I need help in how to express my calulation
I've simplified the surd, but which way would you say is the best way of expressing it? the top, in which i multiply the numerator out and divide by 42, or the bottom, where i use reoccurring values and cancel them out, then simplify?
Method 1:
\(\displaystyle \dfrac{3\,\sqrt{14\,}}{\sqrt{42\,}}\,=\, \dfrac{\sqrt{9\,}\,\sqrt{2\,}\, \sqrt{7\,}}{\sqrt{42\,}}\)
. . . . . ..\(\displaystyle =\, \dfrac{\sqrt{126\,}}{\sqrt{42\,}}\, =\, \dfrac{\sqrt{3\,}}{\sqrt{1\,}}\, =\, \sqrt{3\,}\)
Method 2:
\(\displaystyle \dfrac{3\,\sqrt{14\,}}{\sqrt{42\,}}\,=\, \dfrac{\sqrt{9\,}\,\sqrt{2\,}\, \sqrt{7\,}}{\sqrt{3\,}\, \sqrt{2\,}\, \sqrt{7\,}}\)

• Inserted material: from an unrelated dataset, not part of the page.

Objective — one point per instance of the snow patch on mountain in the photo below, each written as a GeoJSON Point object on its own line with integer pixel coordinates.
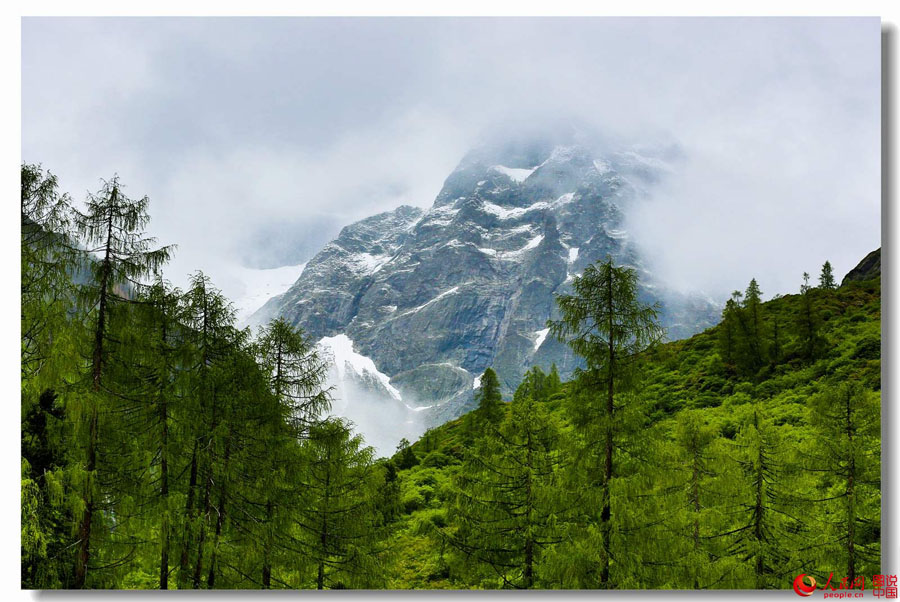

. . . . . ..\(\displaystyle =\, \dfrac{\sqrt{9\,}}{\sqrt{3\,}}\, =\, \dfrac{\sqrt{3\,}}{\sqrt{1\,}}\, =\, \sqrt{3\,}\)
Thanks for your time
I've simplified the surd, but which way would you say is the best way of expressing it? the top, in which i multiply the numerator out and divide by 42, or the bottom, where i use reoccurring values and cancel them out, then simplify?
Method 1:
\(\displaystyle \dfrac{3\,\sqrt{14\,}}{\sqrt{42\,}}\,=\, \dfrac{\sqrt{9\,}\,\sqrt{2\,}\, \sqrt{7\,}}{\sqrt{42\,}}\)
. . . . . ..\(\displaystyle =\, \dfrac{\sqrt{126\,}}{\sqrt{42\,}}\, =\, \dfrac{\sqrt{3\,}}{\sqrt{1\,}}\, =\, \sqrt{3\,}\)
Method 2:
\(\displaystyle \dfrac{3\,\sqrt{14\,}}{\sqrt{42\,}}\,=\, \dfrac{\sqrt{9\,}\,\sqrt{2\,}\, \sqrt{7\,}}{\sqrt{3\,}\, \sqrt{2\,}\, \sqrt{7\,}}\)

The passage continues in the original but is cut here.